Yes, and this is the recommended approach. Start with deterministic rules on your strongest identifiers. Measure precision and recall. If recall is too low (missing too many matches), add fuzzy matching rules for the fields where variation is highest (names, addresses).
How do I estimate m and u probabilities?
The EM (Expectation-Maximization) algorithm estimates them from unlabeled data. It iteratively estimates which pairs are true matches and which aren't, then updates the probabilities based on those estimates. Most probabilistic matching tools (Splink, Fellegi-Sunter implementations) include built-in EM estimation.

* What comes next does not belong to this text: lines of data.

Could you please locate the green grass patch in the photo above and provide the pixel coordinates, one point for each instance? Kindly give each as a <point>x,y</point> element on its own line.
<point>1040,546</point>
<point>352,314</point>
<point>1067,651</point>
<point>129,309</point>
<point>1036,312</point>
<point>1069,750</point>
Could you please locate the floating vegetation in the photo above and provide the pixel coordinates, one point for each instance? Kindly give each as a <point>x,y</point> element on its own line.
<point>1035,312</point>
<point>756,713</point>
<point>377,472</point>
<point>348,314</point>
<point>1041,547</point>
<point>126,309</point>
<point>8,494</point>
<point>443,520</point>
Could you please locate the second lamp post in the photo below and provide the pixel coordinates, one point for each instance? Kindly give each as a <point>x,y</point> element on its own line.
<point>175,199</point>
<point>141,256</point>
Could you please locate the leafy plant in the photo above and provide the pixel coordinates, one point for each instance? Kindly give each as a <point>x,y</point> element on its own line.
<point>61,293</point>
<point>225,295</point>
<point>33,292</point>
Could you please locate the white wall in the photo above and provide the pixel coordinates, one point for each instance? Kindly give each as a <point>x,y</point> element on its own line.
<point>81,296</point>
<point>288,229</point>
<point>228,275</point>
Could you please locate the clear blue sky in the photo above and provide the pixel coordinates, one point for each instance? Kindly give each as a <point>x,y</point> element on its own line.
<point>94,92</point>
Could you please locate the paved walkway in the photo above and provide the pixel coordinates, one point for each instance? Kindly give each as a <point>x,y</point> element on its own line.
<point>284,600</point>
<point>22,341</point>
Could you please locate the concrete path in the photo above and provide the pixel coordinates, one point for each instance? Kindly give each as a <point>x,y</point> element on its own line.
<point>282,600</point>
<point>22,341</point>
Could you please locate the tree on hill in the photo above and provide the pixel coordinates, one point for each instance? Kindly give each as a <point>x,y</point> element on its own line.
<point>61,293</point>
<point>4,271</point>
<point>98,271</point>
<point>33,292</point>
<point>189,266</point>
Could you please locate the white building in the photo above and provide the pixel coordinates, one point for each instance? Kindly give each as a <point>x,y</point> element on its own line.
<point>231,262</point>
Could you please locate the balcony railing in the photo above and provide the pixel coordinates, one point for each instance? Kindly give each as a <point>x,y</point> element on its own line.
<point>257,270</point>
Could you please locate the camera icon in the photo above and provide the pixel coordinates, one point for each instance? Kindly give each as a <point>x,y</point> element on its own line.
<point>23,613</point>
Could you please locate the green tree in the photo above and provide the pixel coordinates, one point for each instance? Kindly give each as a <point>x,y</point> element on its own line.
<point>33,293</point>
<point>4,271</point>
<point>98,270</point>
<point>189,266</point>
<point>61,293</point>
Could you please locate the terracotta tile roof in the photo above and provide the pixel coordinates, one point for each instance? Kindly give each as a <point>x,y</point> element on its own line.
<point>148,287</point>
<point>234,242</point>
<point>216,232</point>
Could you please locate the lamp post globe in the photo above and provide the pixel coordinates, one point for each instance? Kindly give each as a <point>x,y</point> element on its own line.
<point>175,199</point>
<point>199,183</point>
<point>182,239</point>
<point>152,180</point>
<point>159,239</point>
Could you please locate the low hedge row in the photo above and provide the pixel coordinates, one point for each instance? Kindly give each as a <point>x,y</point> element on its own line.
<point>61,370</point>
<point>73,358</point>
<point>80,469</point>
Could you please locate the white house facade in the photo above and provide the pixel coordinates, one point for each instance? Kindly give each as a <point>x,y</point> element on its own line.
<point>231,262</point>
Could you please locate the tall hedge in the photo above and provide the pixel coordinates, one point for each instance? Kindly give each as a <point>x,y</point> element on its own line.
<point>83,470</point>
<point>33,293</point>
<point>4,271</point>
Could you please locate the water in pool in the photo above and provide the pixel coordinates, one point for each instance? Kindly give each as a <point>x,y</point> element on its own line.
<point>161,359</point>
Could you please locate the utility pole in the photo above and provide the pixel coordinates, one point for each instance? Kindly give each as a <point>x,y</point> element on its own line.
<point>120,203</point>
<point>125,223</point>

What's the minimum data size for probabilistic matching?
Probabilistic matching works at any scale, but the EM algorithm needs enough data to estimate reliable parameters. In practice, a few thousand records per source is sufficient. With fewer records, consider using manually set m and u probabilities based on domain knowledge.
Is probabilistic matching the same as fuzzy matching?
No. Fuzzy matching refers to comparison functions that tolerate approximate agreements (Jaro-Winkler, Levenshtein). Probabilistic matching is a framework for combining multiple comparison scores into a calibrated match probability. Probabilistic matching typically uses fuzzy comparisons as inputs, but fuzzy comparisons can also be used in deterministic rules (e.g., "if Jaro-Winkler similarity > 0.9, match").